Twitter’s recent announcement of sharing ad revenue has sent waves throughout the social media landscape. With some content creators earning as much as $15,000, it’s no surprise that the online community is abuzz with potential financial implications.
Ed Krassenstein, who pocketed $15,300 from Twitter Ad Revenue Sharing, was amazed at the potential of this new income stream.
Big Earner for First Round of Twitter Ad Revenue Sharing
“Another month, and another ad revenue share payment from Twitter/X. Imagine a future where journalists are all independent, getting paid directly for the stories they write,” Krassenstein said.
But Krassenstein also expressed reservations. He questioned if this would lead to a deluge of clickbait or usher in a new era of honest journalism.
Likewise, Brian Krassenstein was also among the big earners, amassing $12,632 in just a month. He advised content creators to “provide value and it will pay off.”
Meanwhile, Borovik.eth, who made $1,551.30 in total from Twitter in July, provided a breakdown, highlighting that $1,220.81 came from ad revenue and the rest from subscriptions.
How Does Twitter Ad Revenue Sharing Work?
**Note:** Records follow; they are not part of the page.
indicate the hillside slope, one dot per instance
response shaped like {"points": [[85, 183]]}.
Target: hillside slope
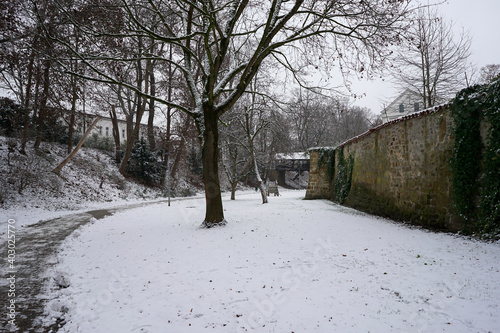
{"points": [[90, 179]]}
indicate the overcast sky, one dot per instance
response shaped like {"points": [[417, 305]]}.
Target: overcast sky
{"points": [[480, 17]]}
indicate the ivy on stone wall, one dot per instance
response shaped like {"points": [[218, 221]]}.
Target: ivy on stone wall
{"points": [[327, 159], [344, 176], [475, 168], [490, 186]]}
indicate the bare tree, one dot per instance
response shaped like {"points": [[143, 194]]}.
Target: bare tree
{"points": [[434, 63], [489, 73], [208, 35]]}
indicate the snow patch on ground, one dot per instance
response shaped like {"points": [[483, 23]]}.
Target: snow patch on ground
{"points": [[287, 266]]}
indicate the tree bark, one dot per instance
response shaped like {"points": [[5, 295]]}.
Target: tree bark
{"points": [[116, 133], [151, 129], [42, 113], [214, 215], [77, 148]]}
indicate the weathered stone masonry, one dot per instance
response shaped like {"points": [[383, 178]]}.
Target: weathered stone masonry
{"points": [[401, 170]]}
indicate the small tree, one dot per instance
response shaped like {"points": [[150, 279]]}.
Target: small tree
{"points": [[144, 164]]}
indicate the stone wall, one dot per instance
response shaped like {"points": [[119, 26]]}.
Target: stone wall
{"points": [[401, 170]]}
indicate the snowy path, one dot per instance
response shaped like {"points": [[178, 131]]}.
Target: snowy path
{"points": [[288, 266], [35, 247]]}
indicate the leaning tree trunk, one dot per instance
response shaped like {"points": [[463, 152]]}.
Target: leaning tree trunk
{"points": [[77, 148], [214, 215]]}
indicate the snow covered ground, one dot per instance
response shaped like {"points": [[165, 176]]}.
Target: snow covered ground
{"points": [[287, 266]]}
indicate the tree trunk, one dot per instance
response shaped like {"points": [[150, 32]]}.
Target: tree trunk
{"points": [[233, 190], [77, 148], [214, 215], [42, 113], [116, 133], [26, 116], [254, 159], [71, 126], [151, 129]]}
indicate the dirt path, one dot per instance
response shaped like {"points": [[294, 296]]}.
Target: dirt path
{"points": [[35, 246]]}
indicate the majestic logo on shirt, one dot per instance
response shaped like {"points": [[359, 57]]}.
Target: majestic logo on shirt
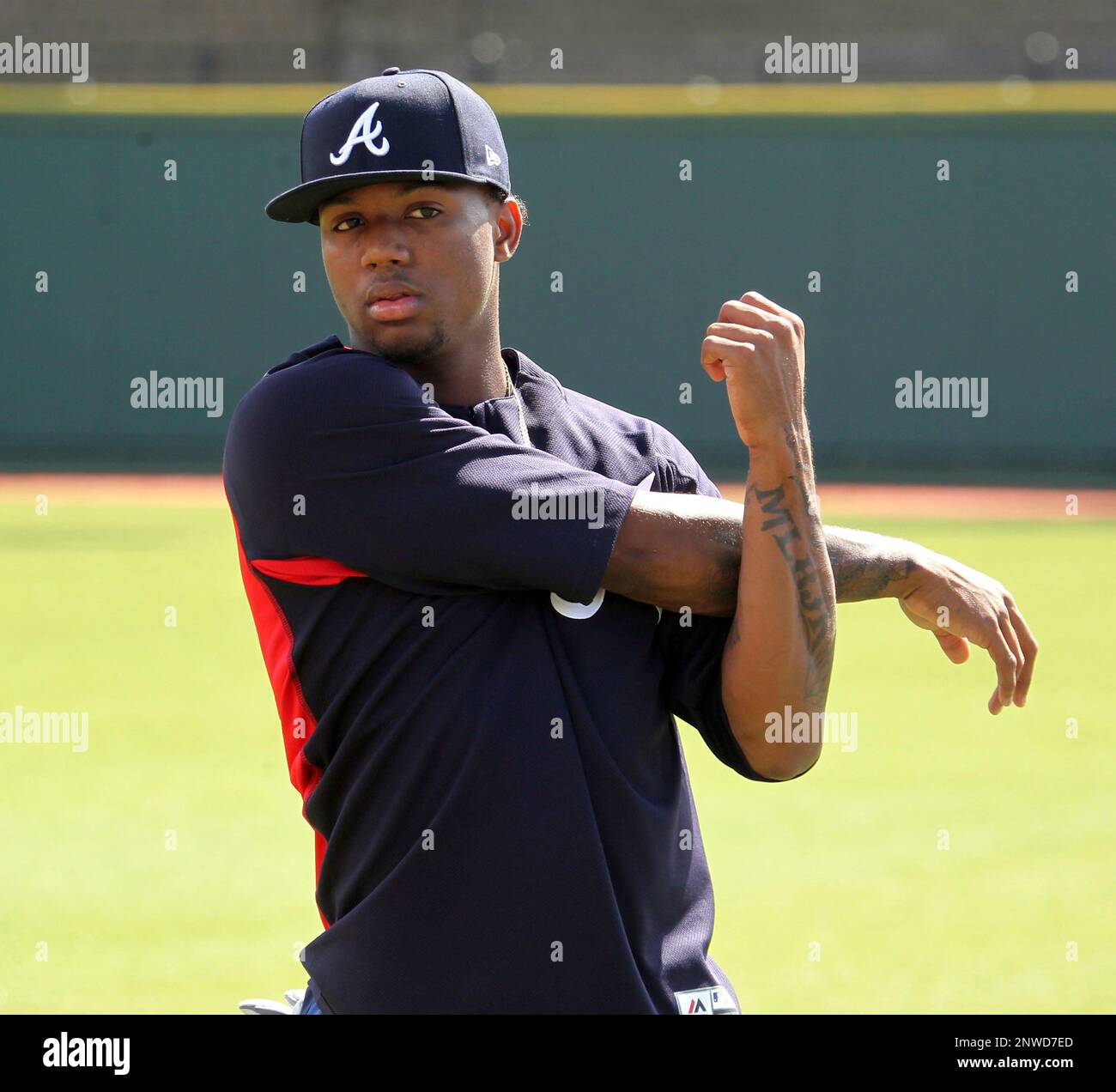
{"points": [[361, 133], [707, 1002]]}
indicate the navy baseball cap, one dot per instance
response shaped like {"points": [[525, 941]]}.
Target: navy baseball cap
{"points": [[397, 126]]}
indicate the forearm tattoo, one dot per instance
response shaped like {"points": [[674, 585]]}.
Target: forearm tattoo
{"points": [[815, 610]]}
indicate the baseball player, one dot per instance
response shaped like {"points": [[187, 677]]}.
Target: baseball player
{"points": [[483, 598]]}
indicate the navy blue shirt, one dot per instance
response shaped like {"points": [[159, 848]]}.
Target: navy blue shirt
{"points": [[484, 742]]}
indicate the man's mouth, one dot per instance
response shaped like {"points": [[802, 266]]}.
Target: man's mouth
{"points": [[394, 307]]}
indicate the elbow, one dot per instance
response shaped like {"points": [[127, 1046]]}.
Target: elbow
{"points": [[773, 749], [785, 766]]}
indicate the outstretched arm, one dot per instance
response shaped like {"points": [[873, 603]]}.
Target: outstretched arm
{"points": [[683, 550]]}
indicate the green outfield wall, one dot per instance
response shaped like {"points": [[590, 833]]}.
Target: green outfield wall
{"points": [[964, 278]]}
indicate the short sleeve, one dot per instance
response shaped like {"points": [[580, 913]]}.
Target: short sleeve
{"points": [[343, 459], [692, 652]]}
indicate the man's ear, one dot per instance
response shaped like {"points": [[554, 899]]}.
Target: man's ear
{"points": [[508, 228]]}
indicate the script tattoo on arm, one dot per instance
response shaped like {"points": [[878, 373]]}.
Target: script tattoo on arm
{"points": [[815, 611]]}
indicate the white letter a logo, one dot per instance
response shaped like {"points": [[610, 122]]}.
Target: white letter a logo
{"points": [[361, 133]]}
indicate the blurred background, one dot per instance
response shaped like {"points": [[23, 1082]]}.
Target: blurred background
{"points": [[949, 212]]}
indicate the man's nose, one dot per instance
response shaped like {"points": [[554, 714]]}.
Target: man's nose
{"points": [[384, 242]]}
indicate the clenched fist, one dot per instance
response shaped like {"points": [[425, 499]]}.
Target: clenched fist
{"points": [[759, 349]]}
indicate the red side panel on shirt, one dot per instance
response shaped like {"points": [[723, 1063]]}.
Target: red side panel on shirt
{"points": [[277, 643], [316, 571]]}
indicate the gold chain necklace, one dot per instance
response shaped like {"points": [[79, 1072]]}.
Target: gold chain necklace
{"points": [[525, 435]]}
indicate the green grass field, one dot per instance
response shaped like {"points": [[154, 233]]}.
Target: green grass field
{"points": [[167, 868]]}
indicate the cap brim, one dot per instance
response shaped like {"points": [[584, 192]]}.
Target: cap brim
{"points": [[301, 204]]}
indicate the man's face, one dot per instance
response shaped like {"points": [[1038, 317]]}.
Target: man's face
{"points": [[435, 244]]}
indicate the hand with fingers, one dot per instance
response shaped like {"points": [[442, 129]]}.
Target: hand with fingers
{"points": [[961, 605]]}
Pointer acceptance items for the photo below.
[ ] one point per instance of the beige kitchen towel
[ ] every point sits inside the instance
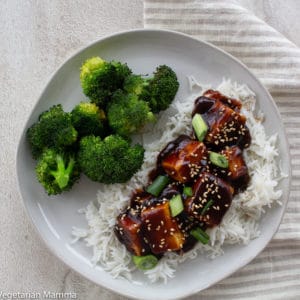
(275, 273)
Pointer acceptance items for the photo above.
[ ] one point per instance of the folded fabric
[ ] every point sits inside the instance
(275, 61)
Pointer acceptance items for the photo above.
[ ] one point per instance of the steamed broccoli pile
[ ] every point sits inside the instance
(110, 160)
(57, 171)
(94, 138)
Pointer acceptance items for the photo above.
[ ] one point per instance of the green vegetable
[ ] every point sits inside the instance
(111, 160)
(199, 126)
(160, 90)
(176, 205)
(188, 191)
(88, 119)
(206, 207)
(53, 130)
(218, 159)
(57, 171)
(145, 262)
(135, 84)
(200, 235)
(127, 114)
(100, 79)
(157, 185)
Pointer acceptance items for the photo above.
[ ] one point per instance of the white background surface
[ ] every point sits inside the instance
(36, 37)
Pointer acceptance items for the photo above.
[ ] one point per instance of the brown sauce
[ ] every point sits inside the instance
(209, 183)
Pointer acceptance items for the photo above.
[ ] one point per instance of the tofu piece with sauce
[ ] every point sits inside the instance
(160, 230)
(226, 125)
(211, 199)
(128, 231)
(185, 160)
(237, 174)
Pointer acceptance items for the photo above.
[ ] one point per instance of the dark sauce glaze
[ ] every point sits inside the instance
(227, 127)
(148, 226)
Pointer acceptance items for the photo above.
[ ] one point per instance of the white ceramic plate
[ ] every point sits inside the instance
(54, 217)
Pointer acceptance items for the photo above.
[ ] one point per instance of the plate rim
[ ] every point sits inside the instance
(46, 241)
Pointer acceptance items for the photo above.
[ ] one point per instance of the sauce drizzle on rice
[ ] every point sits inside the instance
(239, 225)
(161, 217)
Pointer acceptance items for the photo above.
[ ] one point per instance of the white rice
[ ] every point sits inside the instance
(239, 225)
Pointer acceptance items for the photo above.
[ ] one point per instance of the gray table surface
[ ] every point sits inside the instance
(36, 37)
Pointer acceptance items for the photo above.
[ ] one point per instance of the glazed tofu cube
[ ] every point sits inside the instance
(160, 229)
(128, 231)
(237, 174)
(185, 161)
(211, 199)
(234, 104)
(226, 126)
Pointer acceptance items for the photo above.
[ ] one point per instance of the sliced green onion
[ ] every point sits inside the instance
(176, 205)
(200, 235)
(199, 126)
(145, 262)
(218, 159)
(206, 207)
(187, 190)
(157, 185)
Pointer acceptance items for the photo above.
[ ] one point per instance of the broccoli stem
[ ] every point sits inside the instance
(62, 174)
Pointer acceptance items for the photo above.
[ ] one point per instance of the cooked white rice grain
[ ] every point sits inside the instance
(239, 225)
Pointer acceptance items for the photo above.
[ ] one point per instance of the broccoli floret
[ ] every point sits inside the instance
(161, 90)
(57, 171)
(53, 130)
(127, 114)
(135, 84)
(111, 160)
(99, 79)
(88, 118)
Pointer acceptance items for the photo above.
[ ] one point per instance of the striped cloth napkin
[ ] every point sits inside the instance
(275, 273)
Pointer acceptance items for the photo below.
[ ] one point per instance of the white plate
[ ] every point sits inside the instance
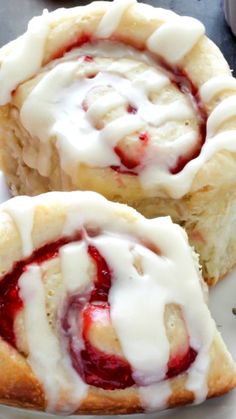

Launched earlier this year, the program permits certain users, especially those with the “Blue” or “Verified Organizations” subscription, to earn a portion of ad revenue generated from replies to their posts. Notably, this move came after Elon Musk’s acquisition and subsequent rebranding of Twitter to ‘X.’
The revenue sharing is extended to eligible X Premium subscribers based on certain criteria. This includes garnering at least 15 million impressions on their posts over the past three months.
Content creators aiming to be part of this lucrative initiative must adhere to a set of guidelines. These include having at least 500 followers and subscribing to Twitter Blue or Verified Organizations. Once deemed eligible, a Stripe account is essential for receiving payouts. Additionally, applicants undergo a review, ensuring compliance with Creator Subscription policies.
However, it’s essential to note that not all content is monetizable. Twitter announced it won’t consider content related to sex, pyramid schemes, violence, criminal activities, gambling, drugs, alcohol, and copyrighted material for monetization.
Amid the enthusiasm, there is also a voice of caution. The shift to revenue sharing might indeed inspire more conversation, but it might also lead to heightened emotional posts to drive engagement. As Farzad Mesbahi humorously noted on Twitter,
“The more haters you have in your replies, the more money you’ll make on Twitter.”
As Twitter, now X, opens up new frontiers of monetization, it’s a brave new world for content creators. While some, like the Krassensteins, are celebrating their windfalls, it remains to be seen if this model will lead to a more democratic digital landscape or simply a noisier one.